Thursday 14 Oct 2021 | 06:42 | SYDNEY
Thursday 14 Oct 2021 | 06:42 | SYDNEY

Where in Asia will Obama go?


Malcolm Cook

26 February 2009 13:05

The President of the United States is likely the busiest and most in demand person in the world. When it comes to US participation in Asian regional bodies, this problem of minimal supply (one leader) and almost unlimited demand has led to the well-known scheduling limitation that US presidents only have space in their insane diaries for one guaranteed trip to Asia a year.

The APEC leaders’ summit, when it meets in Asia, has long been the only candidate for this guaranteed spot. (APEC 1998 in Kuala Lumpur was an exception, when Vice-President Al Gore came instead of President Clinton, who was preoccupied by Iraq; Gore annoyed his hosts by delving into Malaysia’s charged domestic politics.) 

2010 could pose a more serious and long-term challenge to this scheduling limitation of one and only one guaranteed visit a year.

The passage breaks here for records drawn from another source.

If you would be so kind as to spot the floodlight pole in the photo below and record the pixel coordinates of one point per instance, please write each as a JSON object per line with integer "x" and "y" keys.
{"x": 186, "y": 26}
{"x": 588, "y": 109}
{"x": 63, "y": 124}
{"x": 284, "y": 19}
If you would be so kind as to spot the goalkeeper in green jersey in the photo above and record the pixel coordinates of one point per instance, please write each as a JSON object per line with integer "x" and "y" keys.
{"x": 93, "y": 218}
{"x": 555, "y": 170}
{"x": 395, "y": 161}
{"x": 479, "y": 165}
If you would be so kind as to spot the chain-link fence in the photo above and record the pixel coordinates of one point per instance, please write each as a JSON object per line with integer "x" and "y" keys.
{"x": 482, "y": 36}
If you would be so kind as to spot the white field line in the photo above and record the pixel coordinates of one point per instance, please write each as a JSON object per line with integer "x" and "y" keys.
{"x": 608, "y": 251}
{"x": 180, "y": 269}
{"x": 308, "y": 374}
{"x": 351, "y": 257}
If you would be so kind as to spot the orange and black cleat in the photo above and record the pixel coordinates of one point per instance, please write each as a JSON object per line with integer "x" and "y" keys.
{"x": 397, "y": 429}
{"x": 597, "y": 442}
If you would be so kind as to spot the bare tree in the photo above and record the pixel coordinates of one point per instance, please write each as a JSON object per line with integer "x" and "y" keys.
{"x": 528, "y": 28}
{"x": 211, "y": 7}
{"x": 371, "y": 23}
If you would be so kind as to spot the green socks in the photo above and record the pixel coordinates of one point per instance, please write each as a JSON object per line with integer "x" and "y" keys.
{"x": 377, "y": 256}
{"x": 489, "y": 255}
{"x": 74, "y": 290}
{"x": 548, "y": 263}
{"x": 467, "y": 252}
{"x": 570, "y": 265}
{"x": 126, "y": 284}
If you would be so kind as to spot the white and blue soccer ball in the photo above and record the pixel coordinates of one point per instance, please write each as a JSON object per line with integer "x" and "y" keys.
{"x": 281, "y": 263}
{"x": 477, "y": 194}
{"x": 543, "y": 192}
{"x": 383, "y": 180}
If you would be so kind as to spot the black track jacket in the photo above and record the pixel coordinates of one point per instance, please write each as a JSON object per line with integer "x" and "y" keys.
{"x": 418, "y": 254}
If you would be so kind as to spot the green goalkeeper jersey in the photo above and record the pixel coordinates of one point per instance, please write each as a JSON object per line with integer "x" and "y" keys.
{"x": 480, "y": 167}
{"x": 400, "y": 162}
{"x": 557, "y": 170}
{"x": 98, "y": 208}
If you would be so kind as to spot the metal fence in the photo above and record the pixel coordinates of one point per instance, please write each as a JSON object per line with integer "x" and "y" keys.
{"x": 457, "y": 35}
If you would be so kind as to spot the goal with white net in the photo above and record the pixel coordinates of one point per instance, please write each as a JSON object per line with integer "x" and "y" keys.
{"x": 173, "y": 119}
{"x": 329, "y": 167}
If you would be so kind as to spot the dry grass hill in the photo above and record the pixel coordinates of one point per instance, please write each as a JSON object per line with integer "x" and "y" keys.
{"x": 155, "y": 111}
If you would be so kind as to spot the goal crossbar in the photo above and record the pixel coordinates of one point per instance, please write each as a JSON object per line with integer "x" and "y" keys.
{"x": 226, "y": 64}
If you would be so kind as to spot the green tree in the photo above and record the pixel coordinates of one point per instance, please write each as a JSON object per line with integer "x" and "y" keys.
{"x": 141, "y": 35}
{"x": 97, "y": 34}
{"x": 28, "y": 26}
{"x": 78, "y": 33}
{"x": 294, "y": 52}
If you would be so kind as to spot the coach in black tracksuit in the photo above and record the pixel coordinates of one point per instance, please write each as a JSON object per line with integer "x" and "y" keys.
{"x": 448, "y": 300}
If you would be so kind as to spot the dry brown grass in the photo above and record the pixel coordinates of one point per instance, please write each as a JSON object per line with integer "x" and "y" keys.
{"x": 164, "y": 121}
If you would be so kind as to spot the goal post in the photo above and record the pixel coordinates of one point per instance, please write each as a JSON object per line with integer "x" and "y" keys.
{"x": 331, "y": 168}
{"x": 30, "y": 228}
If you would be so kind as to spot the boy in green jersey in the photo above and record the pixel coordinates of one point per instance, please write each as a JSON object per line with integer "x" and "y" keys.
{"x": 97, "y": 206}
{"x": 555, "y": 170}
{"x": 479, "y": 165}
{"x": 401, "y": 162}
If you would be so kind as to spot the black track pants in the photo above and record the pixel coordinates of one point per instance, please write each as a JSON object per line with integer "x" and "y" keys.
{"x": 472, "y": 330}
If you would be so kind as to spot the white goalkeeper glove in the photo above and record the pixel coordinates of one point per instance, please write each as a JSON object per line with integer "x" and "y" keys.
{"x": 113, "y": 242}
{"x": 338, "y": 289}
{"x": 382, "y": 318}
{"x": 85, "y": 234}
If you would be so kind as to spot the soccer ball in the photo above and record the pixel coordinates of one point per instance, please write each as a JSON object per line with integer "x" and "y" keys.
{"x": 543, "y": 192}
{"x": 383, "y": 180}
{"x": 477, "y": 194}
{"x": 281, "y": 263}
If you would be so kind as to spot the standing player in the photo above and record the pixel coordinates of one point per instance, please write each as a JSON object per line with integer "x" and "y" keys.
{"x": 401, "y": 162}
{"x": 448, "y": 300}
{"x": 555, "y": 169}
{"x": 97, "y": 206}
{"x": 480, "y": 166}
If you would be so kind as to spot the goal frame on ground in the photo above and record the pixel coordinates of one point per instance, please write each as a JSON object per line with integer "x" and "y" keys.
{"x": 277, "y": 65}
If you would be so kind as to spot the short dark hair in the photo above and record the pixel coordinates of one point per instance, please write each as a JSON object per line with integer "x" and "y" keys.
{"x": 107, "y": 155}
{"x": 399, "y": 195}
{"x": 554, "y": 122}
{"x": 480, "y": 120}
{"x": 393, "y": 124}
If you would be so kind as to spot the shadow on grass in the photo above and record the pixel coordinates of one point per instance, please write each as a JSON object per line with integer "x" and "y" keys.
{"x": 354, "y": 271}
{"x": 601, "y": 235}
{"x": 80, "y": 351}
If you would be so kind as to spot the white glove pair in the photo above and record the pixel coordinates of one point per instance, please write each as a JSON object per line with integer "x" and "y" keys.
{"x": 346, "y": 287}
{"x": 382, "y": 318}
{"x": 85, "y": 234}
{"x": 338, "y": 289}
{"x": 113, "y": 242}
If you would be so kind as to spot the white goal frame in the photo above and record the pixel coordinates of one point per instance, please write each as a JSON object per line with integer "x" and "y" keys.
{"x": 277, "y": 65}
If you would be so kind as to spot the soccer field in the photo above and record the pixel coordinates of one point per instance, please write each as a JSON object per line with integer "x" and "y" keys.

If the US does go through with signing the ASEAN Treaty of Amity and Cooperation, President Obama could well be in line for an invitation to the East Asia Summit in 2010 in Vietnam, an invitation that would be hard to refuse or to delegate to the Secretary of State.

Yet, the US is also hosting APEC in 2011 so it would be undiplomatic, to say the least, if President Obama did not attend APEC 2010 in Japan. To make matters even more complicated, South Korea will host the G20 in 2010, and may want to host the third leaders’ meeting of the G20 if this global organisation stays at the leaders’ level after the second leaders’ meeting in London this April.